RedPajama v2 Open Dataset with 30T Tokens for Training LLMs
The RedPajama team has released a new version of their dataset, RedPajama-V2, which contains 30 trillion filtered and deduplicated tokens from 84 CommonCrawl dumps, covering five different languages. This dataset also includes over 40 pre-computed data quality annotations that can be used for further filtering and weighting. The RedPajama-1T dataset, released in March, has been downloaded over 190,000 times and has inspired the creation of new language models. RedPajama-V2 is a massive 30 trillion token web dataset, making it the largest public dataset available for language model training. The dataset includes data processing scripts that are open source and available on GitHub, as well as all the data available on HuggingFace. High-quality data is a crucial component of state-of-the-art language models, and RedPajama-V2 aims to provide a comprehensive and high-quality dataset for language model training by lifting the burden of data processing and filtering off the community. The dataset also includes 40+ quality annotations that can be used to filter the data and create custom pre-training datasets.
Southern California Beyond the Freeway
Los Angeles is known for its sprawling network of freeways, but before the first one opened in 1940, the city relied on charming two-lane roads that passed through scenic landscapes and agricultural areas. While many of these roads have been replaced by modern highways and luxury homes, some still exist and offer a glimpse into Los Angeles' past. The author embarks on a journey from the San Fernando Valley to Santa Barbara's wine country, spanning close to 100 miles. Their goal is to uncover hidden gems such as museums, century-old restaurants, and small towns along the way. These sites often go overlooked by speeding cars on the freeway, but are worth exploring for those seeking a different perspective of Los Angeles. This journey highlights the enduring history and hidden treasures that can still be found amidst the bustling freeways of the city.
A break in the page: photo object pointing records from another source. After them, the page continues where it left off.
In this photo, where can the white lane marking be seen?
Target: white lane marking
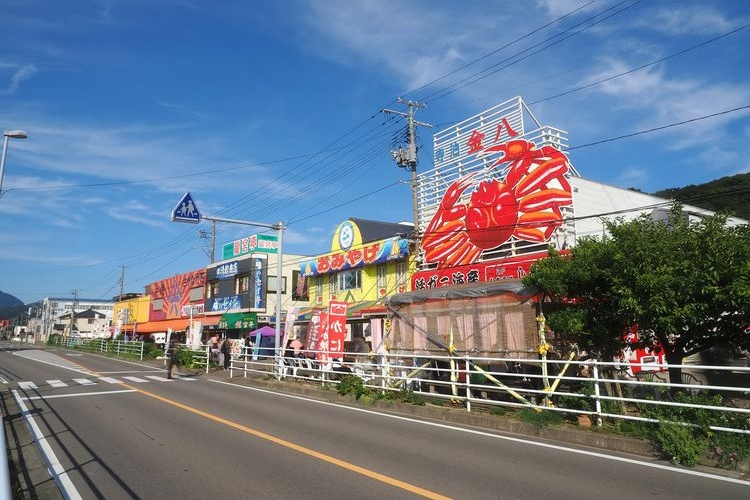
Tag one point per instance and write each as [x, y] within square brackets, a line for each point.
[99, 393]
[130, 371]
[57, 471]
[500, 437]
[84, 381]
[35, 356]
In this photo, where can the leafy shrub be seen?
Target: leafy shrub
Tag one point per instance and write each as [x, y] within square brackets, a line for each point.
[678, 443]
[727, 449]
[352, 385]
[410, 397]
[541, 418]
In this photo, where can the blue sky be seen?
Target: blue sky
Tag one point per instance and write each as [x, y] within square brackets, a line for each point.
[270, 111]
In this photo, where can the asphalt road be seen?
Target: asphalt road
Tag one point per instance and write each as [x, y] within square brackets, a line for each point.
[121, 430]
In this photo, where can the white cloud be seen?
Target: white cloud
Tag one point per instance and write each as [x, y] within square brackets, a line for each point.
[687, 19]
[633, 176]
[18, 76]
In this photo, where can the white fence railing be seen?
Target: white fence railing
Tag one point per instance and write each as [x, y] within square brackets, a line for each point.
[602, 390]
[117, 347]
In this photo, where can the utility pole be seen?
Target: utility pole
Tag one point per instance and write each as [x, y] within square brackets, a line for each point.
[73, 310]
[122, 282]
[213, 239]
[202, 234]
[407, 158]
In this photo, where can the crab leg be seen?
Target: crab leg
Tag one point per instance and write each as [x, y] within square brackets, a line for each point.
[544, 173]
[543, 199]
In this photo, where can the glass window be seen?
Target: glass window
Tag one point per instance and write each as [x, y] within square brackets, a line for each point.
[401, 273]
[271, 284]
[242, 283]
[301, 291]
[382, 277]
[196, 294]
[350, 279]
[332, 285]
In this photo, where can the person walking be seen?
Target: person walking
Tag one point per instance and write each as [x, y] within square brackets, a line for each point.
[220, 352]
[226, 351]
[171, 354]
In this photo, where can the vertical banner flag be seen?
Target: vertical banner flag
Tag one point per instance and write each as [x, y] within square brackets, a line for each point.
[321, 353]
[337, 328]
[291, 315]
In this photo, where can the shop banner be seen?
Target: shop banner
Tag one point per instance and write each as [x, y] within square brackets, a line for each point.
[321, 353]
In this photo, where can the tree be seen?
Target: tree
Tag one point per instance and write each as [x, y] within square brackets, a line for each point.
[687, 281]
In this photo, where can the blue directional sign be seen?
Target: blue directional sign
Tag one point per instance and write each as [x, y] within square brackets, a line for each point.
[186, 211]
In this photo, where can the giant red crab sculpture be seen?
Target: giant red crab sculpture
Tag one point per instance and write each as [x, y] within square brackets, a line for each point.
[526, 204]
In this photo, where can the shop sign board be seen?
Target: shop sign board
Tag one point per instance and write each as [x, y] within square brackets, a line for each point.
[257, 243]
[495, 184]
[375, 252]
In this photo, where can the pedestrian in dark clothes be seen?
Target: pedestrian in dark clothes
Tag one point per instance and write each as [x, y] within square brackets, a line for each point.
[226, 350]
[171, 354]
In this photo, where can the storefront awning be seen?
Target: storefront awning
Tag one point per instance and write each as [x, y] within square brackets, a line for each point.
[180, 324]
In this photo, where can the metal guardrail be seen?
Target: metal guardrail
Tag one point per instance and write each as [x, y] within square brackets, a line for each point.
[5, 491]
[590, 387]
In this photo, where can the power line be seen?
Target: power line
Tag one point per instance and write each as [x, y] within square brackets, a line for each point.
[655, 129]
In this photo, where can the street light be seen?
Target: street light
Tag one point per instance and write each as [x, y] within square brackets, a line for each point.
[7, 135]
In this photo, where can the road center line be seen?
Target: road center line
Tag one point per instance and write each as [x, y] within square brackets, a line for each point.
[307, 451]
[77, 394]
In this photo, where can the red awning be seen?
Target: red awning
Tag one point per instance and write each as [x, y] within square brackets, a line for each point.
[209, 320]
[162, 326]
[180, 324]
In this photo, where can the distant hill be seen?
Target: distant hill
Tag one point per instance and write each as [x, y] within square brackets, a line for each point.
[728, 194]
[8, 300]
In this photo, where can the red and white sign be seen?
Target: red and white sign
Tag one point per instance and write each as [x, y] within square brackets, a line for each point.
[336, 328]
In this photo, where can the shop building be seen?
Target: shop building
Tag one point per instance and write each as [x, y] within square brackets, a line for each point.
[53, 309]
[501, 193]
[241, 289]
[368, 261]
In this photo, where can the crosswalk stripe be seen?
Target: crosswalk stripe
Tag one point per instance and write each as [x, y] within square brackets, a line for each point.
[84, 381]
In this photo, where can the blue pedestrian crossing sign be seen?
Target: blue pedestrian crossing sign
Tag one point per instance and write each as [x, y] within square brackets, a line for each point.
[186, 211]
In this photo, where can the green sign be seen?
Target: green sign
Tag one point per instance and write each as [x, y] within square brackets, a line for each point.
[257, 243]
[238, 321]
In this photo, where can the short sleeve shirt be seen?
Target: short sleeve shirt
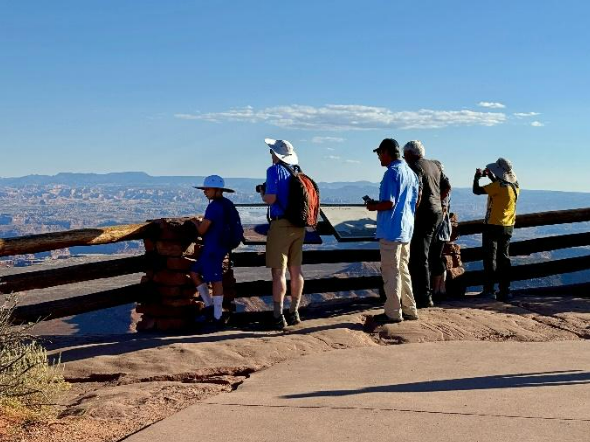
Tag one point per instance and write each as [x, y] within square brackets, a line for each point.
[501, 210]
[400, 186]
[212, 238]
[277, 183]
Confessions of a Tableside Flambéur
The art of tableside flambé is making a comeback in upscale restaurants, not only for taste but also for the social media engagement it provides. The trend towards maximalism and intentional excess in restaurants has led to increasingly extravagant tableside presentations, aimed at capturing people’s attention and creating shareable content. For example, at Papi Steak in Miami, a $1,000 wagyu rib eye is served to the table inside a diamond-studded, golden briefcase, accompanied by a platoon of staff and a branding ceremony that involves branding the steak with the restaurant’s name. The concept of tableside flambé originated in the mid-19th century but was popularized by French chef Auguste Escoffier when he presented cherries jubilee flambéed in cherry brandy to Queen Victoria in 1897. Today, flambéed dishes not only create a spectacle but also make for great social media content. People are captivated by fire and the fear and fascination it instills in us, making flambé cooking a popular choice for those looking for a memorable dining experience and an exciting video to share online.